As the Senior Vice President of Communications for A to Z Communications, a full-service marketing and communication firm, thinking is Bulvony’s job — she spearheads public relations, works on account service and strategy, business writes, copy-writes, writes for clients and more. Right now, she’s using her degree in art history and fine arts to blend creative writing with client communication. 

“I wear a lot of hats,” Bulvony, who has been with A to Z for ten years, says. “But I feel my contribution to the success is part of the picture, not the whole picture.” 

​Bulvony likes to think of herself as a servant leader and says she strives to be that person everyday. She also tries to follow the advice of her late father, to “play hard, work hard and have fun.”

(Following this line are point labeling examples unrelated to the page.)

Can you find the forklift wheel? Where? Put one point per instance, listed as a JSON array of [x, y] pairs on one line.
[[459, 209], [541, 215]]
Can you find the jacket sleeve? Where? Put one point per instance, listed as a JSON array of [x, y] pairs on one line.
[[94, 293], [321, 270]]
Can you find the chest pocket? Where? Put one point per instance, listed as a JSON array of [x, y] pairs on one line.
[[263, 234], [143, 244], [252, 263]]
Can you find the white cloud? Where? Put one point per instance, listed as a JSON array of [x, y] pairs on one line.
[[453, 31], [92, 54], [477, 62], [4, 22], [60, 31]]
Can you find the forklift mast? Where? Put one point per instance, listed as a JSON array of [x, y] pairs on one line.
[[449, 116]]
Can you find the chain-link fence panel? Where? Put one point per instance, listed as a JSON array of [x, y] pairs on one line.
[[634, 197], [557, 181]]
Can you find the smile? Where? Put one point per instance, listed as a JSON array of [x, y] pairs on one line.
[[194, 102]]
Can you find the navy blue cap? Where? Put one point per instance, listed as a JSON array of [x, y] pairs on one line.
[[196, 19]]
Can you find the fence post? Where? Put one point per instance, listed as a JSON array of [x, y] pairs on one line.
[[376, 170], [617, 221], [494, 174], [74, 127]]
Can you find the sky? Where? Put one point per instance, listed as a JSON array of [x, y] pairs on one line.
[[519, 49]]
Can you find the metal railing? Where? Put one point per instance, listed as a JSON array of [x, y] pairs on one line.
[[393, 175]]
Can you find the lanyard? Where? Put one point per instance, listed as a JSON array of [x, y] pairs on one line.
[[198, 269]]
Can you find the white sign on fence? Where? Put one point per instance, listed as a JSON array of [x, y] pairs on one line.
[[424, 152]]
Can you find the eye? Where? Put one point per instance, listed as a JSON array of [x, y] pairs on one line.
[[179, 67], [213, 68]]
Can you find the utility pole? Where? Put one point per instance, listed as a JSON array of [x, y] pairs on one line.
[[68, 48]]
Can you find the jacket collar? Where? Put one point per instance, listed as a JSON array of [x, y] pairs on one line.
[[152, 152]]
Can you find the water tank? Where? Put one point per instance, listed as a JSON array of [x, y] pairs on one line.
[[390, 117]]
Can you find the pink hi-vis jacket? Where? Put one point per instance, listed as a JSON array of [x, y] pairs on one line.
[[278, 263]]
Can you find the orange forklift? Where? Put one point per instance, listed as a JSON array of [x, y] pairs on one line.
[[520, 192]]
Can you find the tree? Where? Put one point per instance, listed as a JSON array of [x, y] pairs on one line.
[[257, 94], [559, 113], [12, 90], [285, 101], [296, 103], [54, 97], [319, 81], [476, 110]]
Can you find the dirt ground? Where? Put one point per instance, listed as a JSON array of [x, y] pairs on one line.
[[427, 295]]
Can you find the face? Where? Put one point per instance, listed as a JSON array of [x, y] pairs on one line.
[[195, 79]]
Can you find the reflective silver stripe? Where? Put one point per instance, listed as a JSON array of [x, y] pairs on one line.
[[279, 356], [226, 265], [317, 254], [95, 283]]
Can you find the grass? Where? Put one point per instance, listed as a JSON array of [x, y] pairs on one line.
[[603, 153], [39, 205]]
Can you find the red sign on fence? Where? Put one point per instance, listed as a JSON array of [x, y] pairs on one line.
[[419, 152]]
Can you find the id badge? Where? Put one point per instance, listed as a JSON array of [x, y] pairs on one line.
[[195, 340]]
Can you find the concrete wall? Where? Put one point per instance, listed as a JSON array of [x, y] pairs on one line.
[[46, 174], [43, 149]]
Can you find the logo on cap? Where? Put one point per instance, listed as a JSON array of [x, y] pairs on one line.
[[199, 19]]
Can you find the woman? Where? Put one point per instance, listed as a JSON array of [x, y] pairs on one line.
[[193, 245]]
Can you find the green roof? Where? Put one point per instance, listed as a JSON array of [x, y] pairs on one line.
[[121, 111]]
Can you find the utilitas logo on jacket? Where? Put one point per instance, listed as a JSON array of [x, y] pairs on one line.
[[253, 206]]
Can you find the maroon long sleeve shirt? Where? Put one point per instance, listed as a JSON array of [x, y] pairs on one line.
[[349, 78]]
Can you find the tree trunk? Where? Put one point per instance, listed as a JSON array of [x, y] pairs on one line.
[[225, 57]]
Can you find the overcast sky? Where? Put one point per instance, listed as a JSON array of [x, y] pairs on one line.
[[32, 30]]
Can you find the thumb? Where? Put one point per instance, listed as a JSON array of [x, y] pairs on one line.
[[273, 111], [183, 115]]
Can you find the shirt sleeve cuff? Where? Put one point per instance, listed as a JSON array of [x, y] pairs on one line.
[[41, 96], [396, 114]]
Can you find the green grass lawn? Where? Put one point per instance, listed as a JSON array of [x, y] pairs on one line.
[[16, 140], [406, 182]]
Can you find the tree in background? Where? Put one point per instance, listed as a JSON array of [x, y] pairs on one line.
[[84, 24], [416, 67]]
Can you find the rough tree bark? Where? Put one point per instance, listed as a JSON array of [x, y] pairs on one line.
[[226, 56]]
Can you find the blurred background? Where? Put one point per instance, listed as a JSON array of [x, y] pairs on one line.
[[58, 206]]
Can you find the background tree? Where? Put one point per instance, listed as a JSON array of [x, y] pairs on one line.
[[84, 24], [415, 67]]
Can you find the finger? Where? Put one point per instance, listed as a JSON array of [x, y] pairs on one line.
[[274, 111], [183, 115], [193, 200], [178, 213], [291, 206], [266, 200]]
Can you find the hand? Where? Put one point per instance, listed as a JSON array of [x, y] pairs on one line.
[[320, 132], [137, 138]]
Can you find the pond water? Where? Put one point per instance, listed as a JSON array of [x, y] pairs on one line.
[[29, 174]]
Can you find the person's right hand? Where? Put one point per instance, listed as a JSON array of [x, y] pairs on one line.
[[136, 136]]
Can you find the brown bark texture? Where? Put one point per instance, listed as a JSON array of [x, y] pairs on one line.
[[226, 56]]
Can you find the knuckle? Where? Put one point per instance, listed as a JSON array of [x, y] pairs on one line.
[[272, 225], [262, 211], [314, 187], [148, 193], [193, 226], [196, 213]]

As a woman in business, she’s a strong believer in mentoring young women. “When one of my young women succeeds, I feel like I succeed,” she says. 
Bulvony was nominated for the ATHENA Award in 2003 and 2009 and won the National Council of Foundations Wilmer Shields Rich Award for Excellence in Communication, but says the accomplishment she is most proud of is raising her two adult children, Landon and Lauren. 

“They just mean the world to me,” she says. 

To other women in business, Bulvony advises them to experience things on their own and never accept mediocrity. 

“People tend to think in terms of good enough, but I challenge that concept and say that good enough is not good enough,” she says. “Mediocrity is not something that should be a benchmark.”